文/鄭輝
延安時期法律文化建設的路徑
文/鄭輝
延安時期邊區法律文化建設也是將馬克思主義法律思想同中國抗戰大背景之下的邊區實際相結合,即馬克思主義法律思想的中國化的進程。所謂馬克思主義中國化①,就是把馬克思主義同中國的實際相結合,同中國的傳統文化相結合,走符合自己實際的道路,形成馬克思主義同中國實踐和時代特征結合起來的新理論,將源于歐洲的馬克思主義化為中國的馬克思主義。1938年10月,在中共六屆六中全會上,毛澤東作了《論新階段》的主旨發言,提出中共要以馬克思主義中國化為首要任務,并指出馬克思主義的中國化,就是“使之在其每一表現中帶著中國的特性”②。
首先,就馬克思主義法律思想中國化的根本原則而言,就是堅持馬克思主義法律思想立場而不是背離,就是真正能“理解、精通、應用”馬克思主義法律理論③。要做到這一點,必須吸取歷史上的經驗教訓,反對教條主義和“左”的錯誤思想。土地革命戰爭時期,由于法制建設經驗的缺乏,法制理論和制度基本上都借鑒甚至直接移植了蘇俄法律,嚴重脫離了本國革命的實際情況,直接導致這一時期的立法、執法與司法都不同程度上存在著“左”的錯誤,給革命事業帶來了嚴重的危害。
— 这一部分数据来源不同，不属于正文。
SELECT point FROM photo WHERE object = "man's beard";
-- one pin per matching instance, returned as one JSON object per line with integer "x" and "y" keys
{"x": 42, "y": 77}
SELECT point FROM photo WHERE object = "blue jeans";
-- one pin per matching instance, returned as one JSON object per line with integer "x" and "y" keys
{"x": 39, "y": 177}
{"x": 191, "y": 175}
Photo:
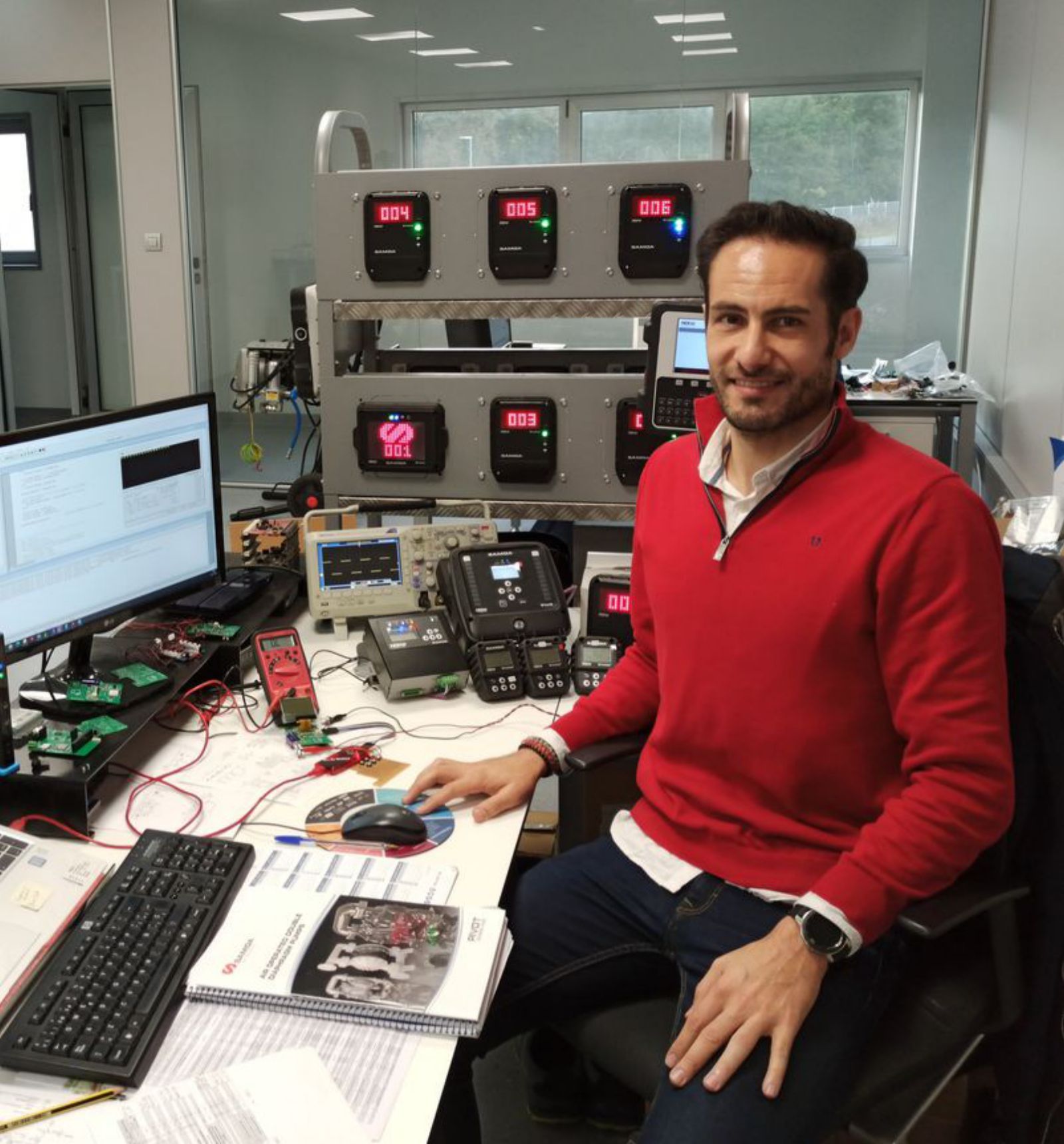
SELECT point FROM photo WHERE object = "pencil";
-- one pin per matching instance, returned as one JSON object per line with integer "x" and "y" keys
{"x": 82, "y": 1102}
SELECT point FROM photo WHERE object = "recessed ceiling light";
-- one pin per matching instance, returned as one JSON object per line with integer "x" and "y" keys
{"x": 703, "y": 37}
{"x": 329, "y": 14}
{"x": 700, "y": 17}
{"x": 380, "y": 37}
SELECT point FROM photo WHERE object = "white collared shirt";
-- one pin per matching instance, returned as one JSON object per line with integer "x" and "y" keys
{"x": 654, "y": 861}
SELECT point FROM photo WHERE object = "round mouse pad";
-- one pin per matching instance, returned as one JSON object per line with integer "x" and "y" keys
{"x": 325, "y": 821}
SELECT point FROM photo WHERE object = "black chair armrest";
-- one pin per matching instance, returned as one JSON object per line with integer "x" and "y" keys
{"x": 606, "y": 751}
{"x": 957, "y": 904}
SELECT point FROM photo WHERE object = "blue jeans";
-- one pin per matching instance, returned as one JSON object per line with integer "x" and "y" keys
{"x": 592, "y": 930}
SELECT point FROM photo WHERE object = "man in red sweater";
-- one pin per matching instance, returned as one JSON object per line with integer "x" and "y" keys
{"x": 819, "y": 634}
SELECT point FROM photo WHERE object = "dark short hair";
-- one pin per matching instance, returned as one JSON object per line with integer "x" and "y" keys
{"x": 846, "y": 270}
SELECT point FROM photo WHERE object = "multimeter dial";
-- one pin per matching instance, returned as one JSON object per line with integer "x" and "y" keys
{"x": 397, "y": 236}
{"x": 654, "y": 230}
{"x": 401, "y": 437}
{"x": 522, "y": 231}
{"x": 523, "y": 440}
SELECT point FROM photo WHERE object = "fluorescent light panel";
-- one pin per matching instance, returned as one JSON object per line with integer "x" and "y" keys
{"x": 380, "y": 37}
{"x": 308, "y": 17}
{"x": 700, "y": 17}
{"x": 702, "y": 37}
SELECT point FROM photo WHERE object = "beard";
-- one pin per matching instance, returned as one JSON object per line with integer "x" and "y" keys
{"x": 803, "y": 396}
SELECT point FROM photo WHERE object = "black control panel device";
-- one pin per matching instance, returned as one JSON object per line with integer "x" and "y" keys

延安時期對土地革命戰爭時期“左”傾機會主義錯誤和實踐教訓進行了反思和修正,樹立了法律面前人人平等、充分保障一切抗日民眾合法權益等明確的法律指導思想,反帝反封建的立法內容,從實際出發、依靠群眾的立法基本路線,④從而初步確立了中國化的馬克思主義法制觀。
其次,就馬克思主義法律思想中國化的根本目的而言,就是要研究和解決邊區法律文化建設發展中所遇到的實際問題,以達到法律效果與社會效果以及政治效果的統一。換句話說,解決邊區法律文化建設中所面臨的重大現實問題是馬克思主義法律思想中國化的基本點。對于當時中國法制建設所面臨的問題,邊區一批具有法律專業背景的知識分子提出了尖銳的批評:(1)司法干部對法律知識缺乏研究和修養;(2)一般干部未能吸收過去司法中的寶貴遺產;(3)對邊區風俗習慣,未能徹底了解;(4)了解案情,偵查案情,各方面的技術很不過關,囿于過去游擊作風,蹈常習故,保守老的一套,不求進步,成文法不夠用,民法尚可援用比附,刑法則不然,處理案件,處處遇到棘手。⑤針對這些邊區法治發展中的具體問題,分別采取了吸引和培養法律專門人才、司法正規化改革、積極制定和援用相關法律等措施。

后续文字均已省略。